As «estruturas de pecado» e os pecados que nelas vão convergir opõem-se com igual radicalidade à paz e ao desenvolvimento, porque o desenvolvimento, na conhecida expressão da Encíclica de Paulo VI, é «o novo nome da paz».(68)

Deste modo, a solidariedade que nós propomos é caminho para a paz e, ao mesmo tempo, para o desenvolvimento. Com efeito, a paz do mundo é inconcebível se não se chegar, por parte dos responsáveis, ao reconhecimento de que a interdependência exige por si mesma a superação da política dos blocos, a renúncia a todas as formas de imperialismo económico, militar ou político, e a transformação da recíproca desconfiança em colaboração. Esta última, precisamente, é o procedimento próprio da solidariedade entre os indivíduos e entre as nações.

O lema do Pontificado do meu venerável predecessor Pio XII era Opus iustitiae pax: a paz é o fruto da justiça.
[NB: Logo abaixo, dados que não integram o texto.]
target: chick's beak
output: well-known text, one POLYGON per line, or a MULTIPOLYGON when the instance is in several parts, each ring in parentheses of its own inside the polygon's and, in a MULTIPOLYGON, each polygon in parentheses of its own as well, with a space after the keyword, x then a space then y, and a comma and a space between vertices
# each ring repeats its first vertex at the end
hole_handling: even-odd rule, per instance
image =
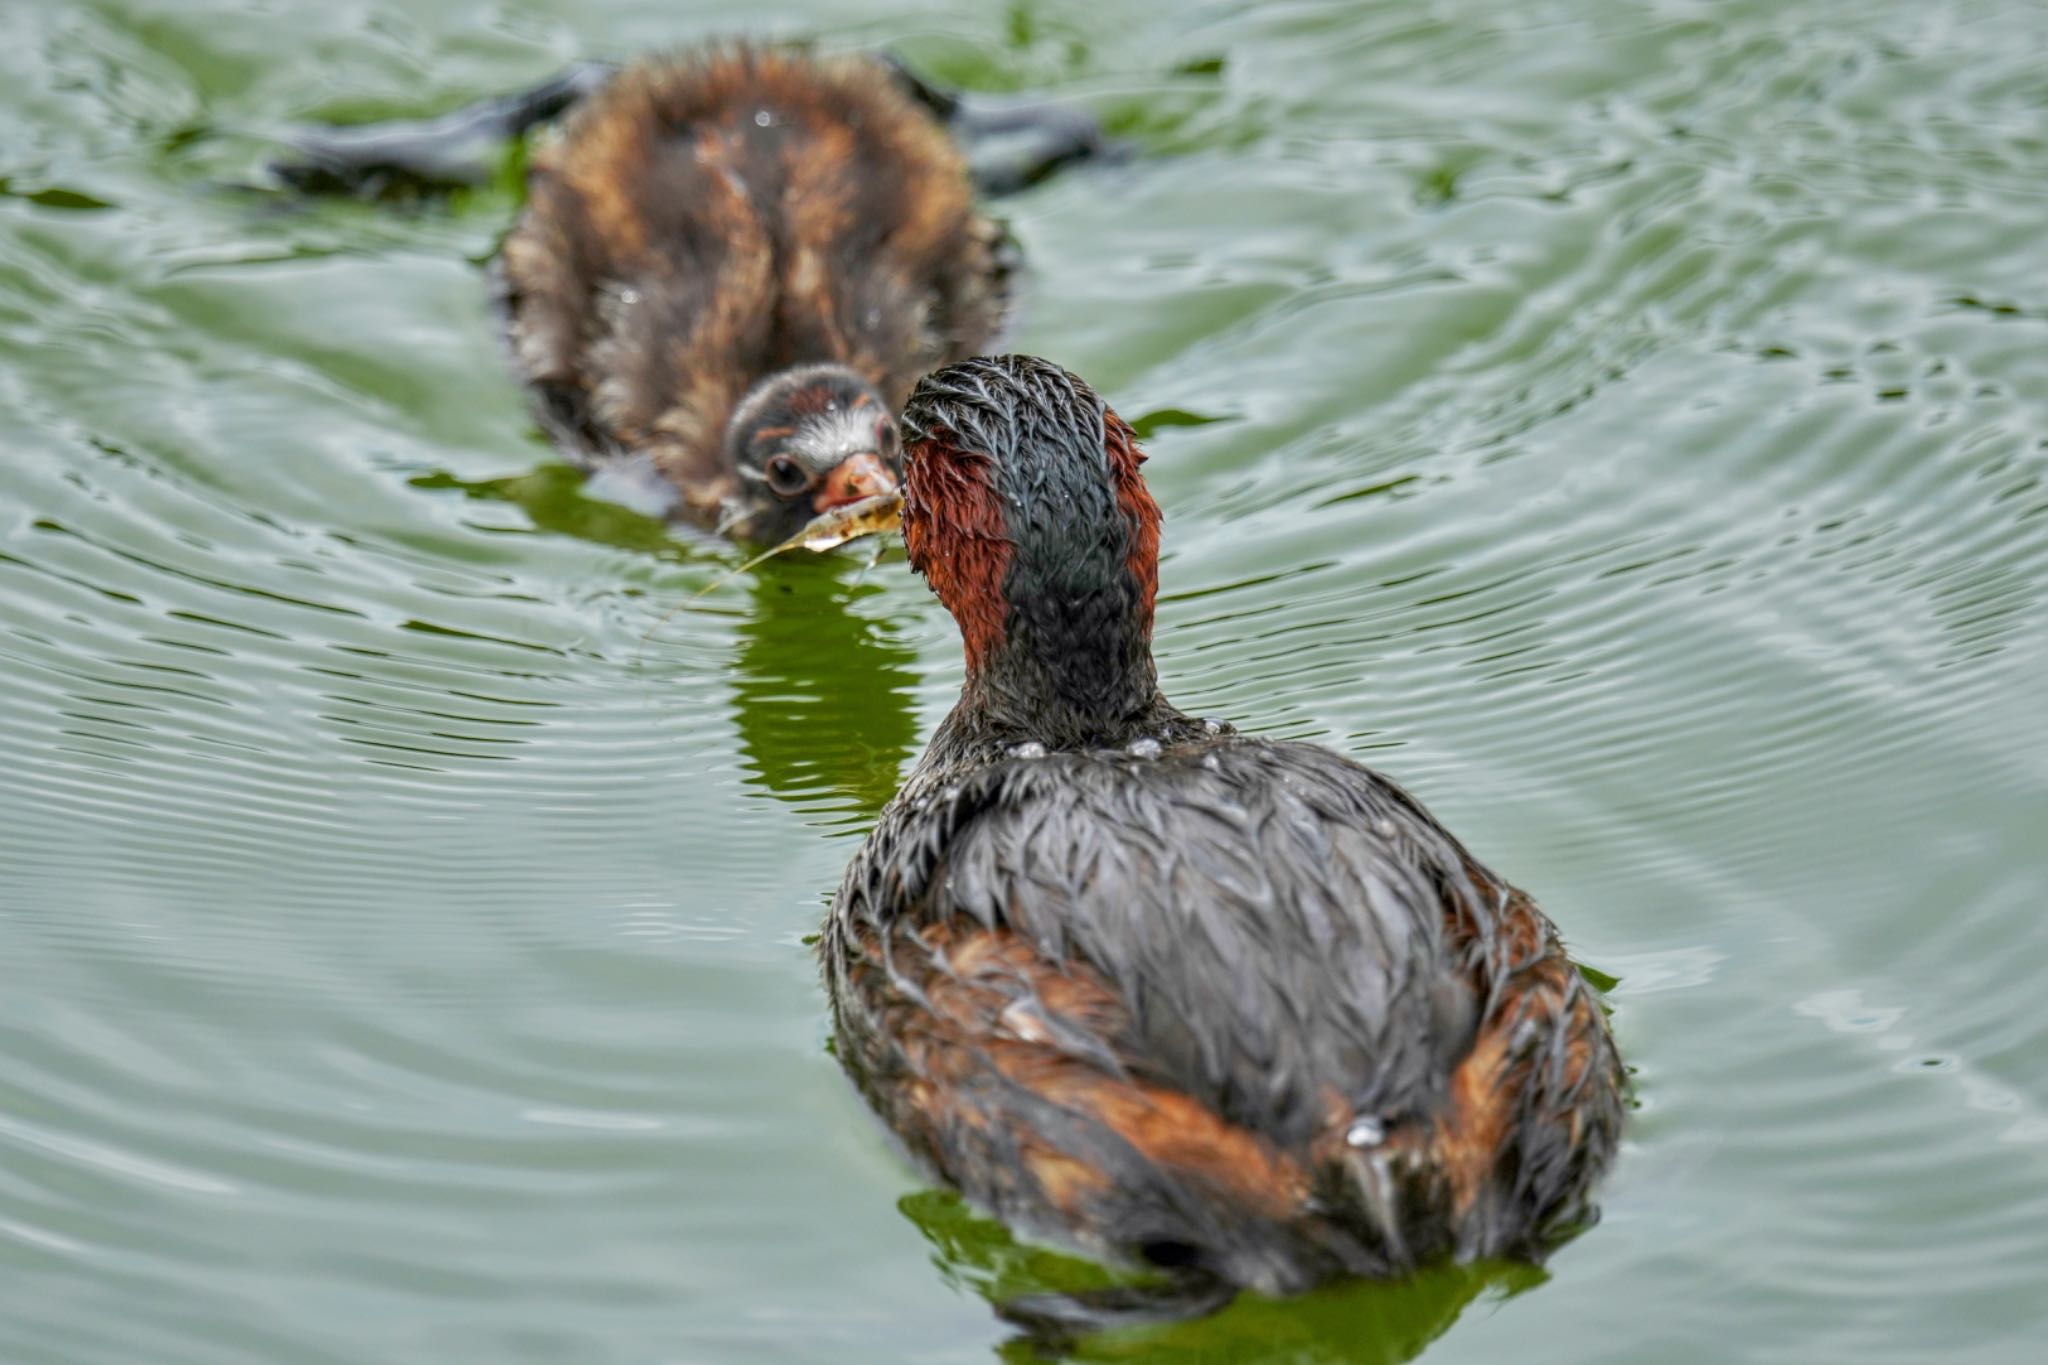
POLYGON ((896 476, 889 472, 889 466, 882 463, 879 455, 851 455, 839 462, 825 482, 811 499, 811 510, 829 512, 835 507, 844 507, 862 498, 872 498, 877 493, 896 491, 896 476))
Hoje poder-se-ia dizer, com a mesma justeza e com a mesma força de inspiração bíblica (cf. Is 32, 17; Tg 3, 18), Opus solidarietatis pax: a paz é o fruto da solidariedade.

A meta da paz, tão desejada por todos, será certamente alcançada com a realização da justiça social e internacional; mas contar-se-á também com a prática das virtudes que favorecem a convivência e nos ensinam a viver unidos, a fim de, unidos, construirmos dando e recebendo, uma sociedade nova e um mundo melhor.

40. A solidariedade é indubitavelmente uma virtude cristã. Na exposição que precede já foi possível entrever numerosos pontos de contacto entre ela e a caridade, sinal distintivo dos discípulos de Cristo (cf. Jo 13, 35).

À luz da fé, a solidariedade tende a superar-se a si mesma, a revestir as dimensões especificamente cristãs da gratuidade total, do perdão e da reconciliação. O próximo, então, não é só um ser humano com os seus direitos e a sua igualdade fundamental em relação a todos os demais; mas torna-se a imagem viva de Deus Pai, resgatada pelo sangue de Jesus Cristo e tornada objecto da acção permanente do Espírito Santo. Por isso, ele deve ser amado, ainda que seja inimigo, com o mesmo amor com que o ama o Senhor; e é preciso estarmos dispostos ao sacrifício por ele, mesmo ao sacrifício supremo: «dar a vida pelos próprios irmãos» (cf. 1 Jo 3, 16).

E então, a consciência da paternidade comum de Deus, da fraternidade de todos os homens em Cristo, «filhos no Filho», e da presença e da acção vivificante do Espírito Santo conferirá ao nosso olhar para o mundo como que um novo critério para o interpretar. Por cima dos vínculos humanos e naturais, já tão fortes e estreitos, delineia-se, à luz da fé, um novo modelo de unidade do género humano, no qual deve inspirar-se em última instância a solidariedade. Este supremo modelo de unidade, reflexo da vida íntima de Deus, uno em três Pessoas, é o que nós cristãos designamos com a palavra «comunhão». Esta comunhão, especificamente cristã, ciosamente preservada, alargada e enriquecida com o auxílio do Senhor, é a alma da vocação da Igreja para ser «sacramento», no sentido já indicado.

A solidariedade, portanto, deve contribuir para a realização deste desígnio divino, tanto no plano individual como no da sociedade nacional e internacional. Os «mecanismos perversos» e as «estruturas de pecado», de que falámos, só poderão ser vencidos mediante a prática daquela solidariedade humana e cristã, a que a Igreja convida e que ela promove incansavelmente. Só desta maneira muitas energias positivas poderão soltar-se inteiramente, em prol do desenvolvimento e da paz.

Muitos Santos canonizados pela Igreja oferecem admiráveis testemunhos desta solidariedade e podem servir de exemplo nas difíceis circunstâncias actuais. Entre todos, quereria recordar: São Pedro Claver, que se pôs ao serviço dos escravos, em Cartagena das Índias; e São Maximiliano Maria Kolbe, que ofereceu a sua vida em favor de um prisioneiro que lhe era desconhecido, no campo de concentração de Auschwitz-Oswiecim.